In my early literary ventures, I was struck by a perception that all literature was related and could be envisioned in a literary field theory. In other words, Epics, for example, shared commonalities that sprung from the roots of different peoples navigating the rocks and shoals of life in their struggle for survival—thus in the weltanshauung of a people the literary need for a champion like Beowulf, Roland, Rodrigo, Gilgamesh, Odyseus, Orlando. The concept of a literary field theory has helped me to relay the meaning of literature to my students. The interrelatedness of literature not only makes me a better informed scholar but informs my scholarship and teaching.

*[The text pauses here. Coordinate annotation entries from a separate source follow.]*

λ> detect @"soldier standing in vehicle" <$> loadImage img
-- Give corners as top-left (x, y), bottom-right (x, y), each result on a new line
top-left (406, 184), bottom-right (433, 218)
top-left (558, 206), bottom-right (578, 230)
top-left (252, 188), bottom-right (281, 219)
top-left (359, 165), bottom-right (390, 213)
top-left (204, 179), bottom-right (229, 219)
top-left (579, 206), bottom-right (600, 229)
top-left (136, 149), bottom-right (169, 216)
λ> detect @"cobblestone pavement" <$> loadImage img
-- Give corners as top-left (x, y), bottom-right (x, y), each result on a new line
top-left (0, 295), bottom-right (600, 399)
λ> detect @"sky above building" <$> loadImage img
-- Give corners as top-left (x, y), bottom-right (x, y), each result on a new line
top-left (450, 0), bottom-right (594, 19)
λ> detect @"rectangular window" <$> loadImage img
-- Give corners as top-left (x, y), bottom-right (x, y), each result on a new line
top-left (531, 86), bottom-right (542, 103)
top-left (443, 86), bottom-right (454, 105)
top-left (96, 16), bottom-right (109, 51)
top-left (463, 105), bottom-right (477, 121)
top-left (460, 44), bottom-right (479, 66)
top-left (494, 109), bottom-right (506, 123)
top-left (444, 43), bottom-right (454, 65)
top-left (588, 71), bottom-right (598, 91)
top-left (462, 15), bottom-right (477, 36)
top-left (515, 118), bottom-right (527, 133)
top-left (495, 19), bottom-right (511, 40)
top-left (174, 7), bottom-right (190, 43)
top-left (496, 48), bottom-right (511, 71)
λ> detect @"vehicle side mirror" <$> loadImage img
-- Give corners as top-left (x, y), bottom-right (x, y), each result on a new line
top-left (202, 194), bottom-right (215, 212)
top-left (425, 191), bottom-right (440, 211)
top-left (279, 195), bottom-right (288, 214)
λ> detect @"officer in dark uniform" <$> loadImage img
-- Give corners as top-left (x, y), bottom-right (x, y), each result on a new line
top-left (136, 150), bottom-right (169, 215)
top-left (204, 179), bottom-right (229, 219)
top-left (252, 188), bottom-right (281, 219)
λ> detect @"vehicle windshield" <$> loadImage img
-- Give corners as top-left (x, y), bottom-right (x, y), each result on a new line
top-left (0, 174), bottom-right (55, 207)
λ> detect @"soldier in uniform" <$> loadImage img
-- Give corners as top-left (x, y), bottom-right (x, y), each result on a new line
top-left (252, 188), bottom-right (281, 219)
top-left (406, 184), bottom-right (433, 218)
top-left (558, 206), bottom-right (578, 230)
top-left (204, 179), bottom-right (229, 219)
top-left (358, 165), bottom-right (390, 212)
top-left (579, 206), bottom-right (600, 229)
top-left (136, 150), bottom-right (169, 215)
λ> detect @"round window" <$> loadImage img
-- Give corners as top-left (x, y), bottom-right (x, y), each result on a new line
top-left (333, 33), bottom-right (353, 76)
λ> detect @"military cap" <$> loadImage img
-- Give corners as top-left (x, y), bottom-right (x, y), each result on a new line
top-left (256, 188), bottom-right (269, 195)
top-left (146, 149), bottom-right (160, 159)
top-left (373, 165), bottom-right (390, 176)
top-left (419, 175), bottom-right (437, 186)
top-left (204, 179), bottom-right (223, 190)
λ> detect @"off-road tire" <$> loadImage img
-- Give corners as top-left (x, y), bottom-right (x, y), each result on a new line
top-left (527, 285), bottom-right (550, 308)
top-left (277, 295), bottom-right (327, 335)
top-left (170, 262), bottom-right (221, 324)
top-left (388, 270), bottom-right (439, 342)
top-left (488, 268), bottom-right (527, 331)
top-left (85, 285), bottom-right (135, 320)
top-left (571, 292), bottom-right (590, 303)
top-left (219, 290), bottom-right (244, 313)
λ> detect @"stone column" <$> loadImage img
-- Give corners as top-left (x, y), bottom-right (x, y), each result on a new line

I do not begrudge the advances of science, technology, engineering, and math, but neither should those disciplines begrudge the efforts to advance music, art, social sciences, and the humanities. The relationship should not be a dance macabre but a dance of discovering their respective g-spots. At the moment it appears that the objectives of STEM education are consonant with the objectives of MASSH education.
According to John L. Hall, Nobel Laureate in Physics, the academic concepts of STEM “are coupled with real-world lessons as students apply science, technology, engineering, and mathematics in contexts that make connections between school, community, work, and global enterprise” (“Respecting the Objectives of STEM education,” Honeywell Lecture, CETYS University, Mexicali, Mexico, November 8, 2011).The objectives of a MASSH education are also to help student make connections between school, community, work, and global enterprise.
My concern is not with the objectives but with the extremity of emphasis on STEM education. There is no doubt that we need a STEM trained workforce. My concern is that by obdurate emphasis on STEM education we don’t channel our workforce into a class cul-de-sac system of Brave New World. In the Nursery of Brave New World (Aldous Huxley, 1931) Delta infants are reprogrammed to dislike books and flowers. The Director of the nursery explains that this conditioning helps make Deltas docile. Not that this is likely with STEM education; just checking.